Der Verzehr von Lebensmitteln mit hohem Eisengehalt kann dazu beitragen, die richtigen Werte im Blutkreislauf aufrechtzuerhalten, um eine gute Gesundheit zu gewährleisten. Die meisten der eisenreichsten Lebensmittel sind tierischen Ursprungs, wie zum Beispiel rotes Fleisch, Fisch, Leber und Nieren. Puten- oder Hühnerinnereien, Eigelb und Weichtiere sind ebenfalls eisenreiche Lebensmittel. Auch für Vegetarier gibt es gute Nachrichten, denn dunkles Blattgemüse, Rosinen und andere Trockenfrüchte sowie Bohnen und Linsen sind ebenfalls gute Eisennahrungsquellen. Auch Kohlenhydratliebhaber können zu eisenangereichertem Getreide und Getreide greifen.

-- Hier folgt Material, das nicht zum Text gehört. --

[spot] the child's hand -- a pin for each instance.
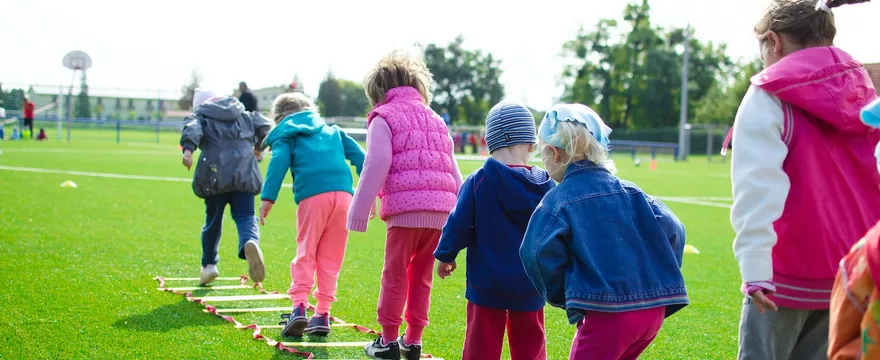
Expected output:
(265, 208)
(762, 302)
(445, 269)
(187, 159)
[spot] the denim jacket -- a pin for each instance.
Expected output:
(598, 243)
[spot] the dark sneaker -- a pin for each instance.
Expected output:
(254, 256)
(319, 325)
(409, 352)
(378, 350)
(296, 321)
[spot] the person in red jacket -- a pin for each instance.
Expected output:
(28, 115)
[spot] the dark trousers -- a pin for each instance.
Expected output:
(242, 205)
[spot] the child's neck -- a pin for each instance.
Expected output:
(512, 156)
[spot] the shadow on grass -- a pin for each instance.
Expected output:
(169, 317)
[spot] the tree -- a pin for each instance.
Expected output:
(330, 96)
(630, 71)
(189, 90)
(354, 101)
(82, 108)
(466, 82)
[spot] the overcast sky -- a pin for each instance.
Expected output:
(155, 45)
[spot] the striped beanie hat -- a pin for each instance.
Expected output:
(509, 124)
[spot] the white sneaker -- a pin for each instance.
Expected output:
(208, 274)
(254, 256)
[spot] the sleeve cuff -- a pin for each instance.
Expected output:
(357, 225)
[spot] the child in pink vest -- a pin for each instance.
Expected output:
(410, 166)
(805, 186)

Es gibt eigentlich zwei Arten von Eisen: Häm und Nicht-Häm. Eisenreiche Lebensmittel mit Hämeisen gehören meist zur Lebensmittelgruppe Fleisch. Rindfleisch, Garnelen und Austern sind gute Beispiele. Nicht-Häm-Eisen kommt in Gemüse und anderen Quellen vor, hauptsächlich in Kürbiskernen, Ofenkartoffeln mit Schale und angereicherten Nudeln. Meeresgemüse enthält die höchsten Mengen an Eisen, aber auch Mangold, Kohlrabi und Süßkartoffeln sind wichtige Quellen. Nüsse sind eine weitere Kategorie von eisenreichen Lebensmitteln, wobei Mandeln und Cashewnüsse ganz oben auf der Liste stehen.
Eisen fördert die Produktion von Hämoglobin und Myoglobin und stellt sicher, dass die roten Blutkörperchen Sauerstoff effizient zu den Muskeln und anderen Geweben im ganzen Körper transportieren. Ein guter Eisenspiegel unterstützt das Immunsystem, erleichtert den Stoffwechsel und kann sogar die Gewichtsabnahme fördern. Für eine gesunde Ernährung ist eine ausreichende Eisenversorgung unabdingbar.
Der Verzehr von eisenreichen Lebensmitteln reicht nicht immer aus, um den richtigen Eisenspiegel zu erreichen. Eisen muss vom Körper aufgenommen werden, bevor es seine Arbeit tun kann. Der Verzehr von Nahrungsmitteln mit Häm-Eisen, das leichter absorbiert wird als sein Paar, zusammen mit Nicht-Häm-Eisen in derselben Mahlzeit kann den Prozess für beide Arten von Eisen beschleunigen, ebenso wie die Zugabe von Nahrungsmitteln mit hohem Vitamin-C-Gehalt wie Tomaten oder Zitrusfrüchten. Auf der anderen Seite kann das Trinken von Tee oder Kaffee – oder allem, was Koffein enthält – zu einer Mahlzeit die Eisenaufnahme verringern. Auch das Kochen einiger Lebensmittel, wie rohem Spinat, kann die Aufnahme blockieren.
Ein Mangel an Eisen in der Nahrung kann zu einem Eisenmangel und schließlich zu einer Blutarmut führen. Frauen, insbesondere Schwangere, und Kinder scheinen am anfälligsten für einen niedrigen Eisenspiegel im Blut zu sein. Bei Anämie kann der Körper nicht genügend Hämoglobin produzieren. Es gibt weniger und kleinere rote Blutkörperchen, die lebenswichtigen Sauerstoff zu allen Körpersystemen transportieren, und so verursacht die Erkrankung Müdigkeit, Kopfschmerzen und Kurzatmigkeit. Bei Kindern kann es sogar zu Lernproblemen kommen. Eisenmangelanämie ist eine der häufigsten Nährstoffmängel weltweit.